Sickle cell disease is one of the most common autosomal recessive genetic diseases associated with production of abnormal haemoglobin. The main clinical features are haemolytic anaemia and vascular occlusion. Chekroun et al., 2019 points out that acute complications are frequent and variable and include chest syndrome, stroke, infection mainly due to abnormal spleen function and bone pain. Oral lesions are common.

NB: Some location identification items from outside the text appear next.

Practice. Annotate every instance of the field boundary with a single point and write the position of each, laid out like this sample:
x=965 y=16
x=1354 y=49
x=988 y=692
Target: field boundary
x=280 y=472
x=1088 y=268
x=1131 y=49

Clinical application: Oral lesions include aseptic pulp necrosis, mucosal damage due to anaemia, fungal infections due to numerous antibiotic therapies, dental eruption delays, bone pain and oral neuropathies including the mental nerve of the chin caused by infarction of the vascularisation of the lower mental nerve or its branches. Bone lesions may also be visible radiologically throughout the skeleton and at the level of the maxilla. Altered pallor of the oral mucosa is the most frequent oral manifestation observed. Atrophy of the tongue is often seen.

Practical implication: Adult sickle cell patients should be seen annually. Mild sickle cell disease does not require particular management. Severe or moderate sickle cell disease requires precautions for dental management:
1. Antibiotic prophylaxis for invasive treatment is needed (endodontics, oral surgery, periodontal surgery, root surface scaling).
2. Clinical and radiological examination to detect oral infectious foci
3. Steroidal anti-inflammatory drugs are contra-indicated.
4. Deep local anaesthesia is suggested and the amount of vasoconstrictor is reduced. Use nitrous oxide inhalation for sedation followed by an inhalation of 100% oxygen for 4-5 minutes at the end of treatment. Use anxiolytics.
5. Controlled prescription of analgesics. Paracetamol and codeine are used together.

Reference: Chekroun, M., Chérifi, H., Fournier, B., Gaultier, F., Sitbon, I.Y., Ferré, F.C. and Gogly, B., 2019. Oral manifestations of sickle cell disease. British dental journal, 226(1), p.27.